Eric J Ma's Website

Deploying Ollama on Modal

written by Eric J. Ma on 2024-11-14 | tags: modal deployment open source api cloud gpu software models ollama large language models


I recently learned how to deploy Ollama to Modal! I mostly copied code from another source but modified it just enough that I think I have upgraded my mental model of Modal and want to leave notes. My motivation here was to gain access to open source models that are larger than can fit comfortably on my 16GB M1 MacBook Air.

Credits

In this case, I feel obliged to give credit where credit is due:

  • The Modal Blog has a lot of great resources.
  • The original code by Irfan Sharif was great for my learning journey.

The script

If you're here just for the script, then this is what you'll want:

# file: endpoint.py
import modal
import os
import subprocess
import time

MODEL = os.environ.get("MODEL", "llama3.1")

DEFAULT_MODELS = ["llama3.1", "gemma2:9b", "phi3", "qwen2.5:32b"]


def pull():
    subprocess.run(["systemctl", "daemon-reload"])
    subprocess.run(["systemctl", "enable", "ollama"])
    subprocess.run(["systemctl", "start", "ollama"])
    wait_for_ollama()
    for model in DEFAULT_MODELS:
        subprocess.run(["ollama", "pull", model], stdout=subprocess.PIPE)


def wait_for_ollama(timeout: int = 30, interval: int = 2) -> None:
    """Wait for Ollama service to be ready.

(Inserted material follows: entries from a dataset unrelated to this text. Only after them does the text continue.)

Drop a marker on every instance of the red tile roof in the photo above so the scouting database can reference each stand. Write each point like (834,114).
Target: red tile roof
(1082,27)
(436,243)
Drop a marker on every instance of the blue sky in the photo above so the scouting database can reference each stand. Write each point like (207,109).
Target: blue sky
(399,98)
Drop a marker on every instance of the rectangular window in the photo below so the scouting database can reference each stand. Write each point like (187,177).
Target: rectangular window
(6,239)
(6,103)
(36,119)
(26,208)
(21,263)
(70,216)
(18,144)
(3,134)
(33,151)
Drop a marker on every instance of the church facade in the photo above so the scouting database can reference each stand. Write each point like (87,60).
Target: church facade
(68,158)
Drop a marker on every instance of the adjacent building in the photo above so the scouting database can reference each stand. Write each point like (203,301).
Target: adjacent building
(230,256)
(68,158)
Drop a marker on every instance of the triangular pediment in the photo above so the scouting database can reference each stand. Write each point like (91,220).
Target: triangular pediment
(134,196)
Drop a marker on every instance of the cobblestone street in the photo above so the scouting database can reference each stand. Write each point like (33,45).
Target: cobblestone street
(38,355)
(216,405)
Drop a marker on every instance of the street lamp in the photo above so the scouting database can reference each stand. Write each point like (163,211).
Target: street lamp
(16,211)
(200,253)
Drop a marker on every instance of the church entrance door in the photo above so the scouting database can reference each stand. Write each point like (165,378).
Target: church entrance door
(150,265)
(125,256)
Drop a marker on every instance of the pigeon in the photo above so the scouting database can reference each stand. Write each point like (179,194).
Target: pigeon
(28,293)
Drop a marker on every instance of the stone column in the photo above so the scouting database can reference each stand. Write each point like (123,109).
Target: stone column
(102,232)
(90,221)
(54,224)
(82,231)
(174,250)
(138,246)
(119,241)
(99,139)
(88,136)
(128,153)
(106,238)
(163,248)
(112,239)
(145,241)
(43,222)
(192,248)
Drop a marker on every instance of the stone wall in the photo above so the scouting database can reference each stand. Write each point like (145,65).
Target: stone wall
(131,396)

    :param timeout: Maximum time to wait in seconds
    :param interval: Time between checks in seconds
    """
    import httpx
    from loguru import logger

    start_time = time.time()
    while True:
        try:
            response = httpx.get("http://localhost:11434/api/version")
            if response.status_code == 200:
                logger.info("Ollama service is ready")
                return
        except httpx.ConnectError:
            if time.time() - start_time > timeout:
                raise TimeoutError("Ollama service failed to start")
            logger.info(
                f"Waiting for Ollama service... ({int(time.time() - start_time)}s)"
            )
            time.sleep(interval)


image = (
    modal.Image.debian_slim()
    .apt_install("curl", "systemctl")
    .run_commands(  # from https://github.com/ollama/ollama/blob/main/docs/linux.md
        "curl -L https://ollama.com/download/ollama-linux-amd64.tgz -o ollama-linux-amd64.tgz",
        "tar -C /usr -xzf ollama-linux-amd64.tgz",
        "useradd -r -s /bin/false -U -m -d /usr/share/ollama ollama",
        "usermod -a -G ollama $(whoami)",
    )
    .copy_local_file("ollama.service", "/etc/systemd/system/ollama.service")
    .pip_install("ollama", "httpx", "loguru")
    .run_function(pull)
)
app = modal.App(name="ollama", image=image)


@app.cls(
    gpu=modal.gpu.A10G(count=1),
    container_idle_timeout=300,
)
class Ollama:
    @modal.build()
    def build(self):
        subprocess.run(["systemctl", "daemon-reload"])
        subprocess.run(["systemctl", "enable", "ollama"])

    @modal.enter()
    def enter(self):
        subprocess.run(["systemctl", "start", "ollama"])
        wait_for_ollama()
        subprocess.run(["ollama", "pull", MODEL])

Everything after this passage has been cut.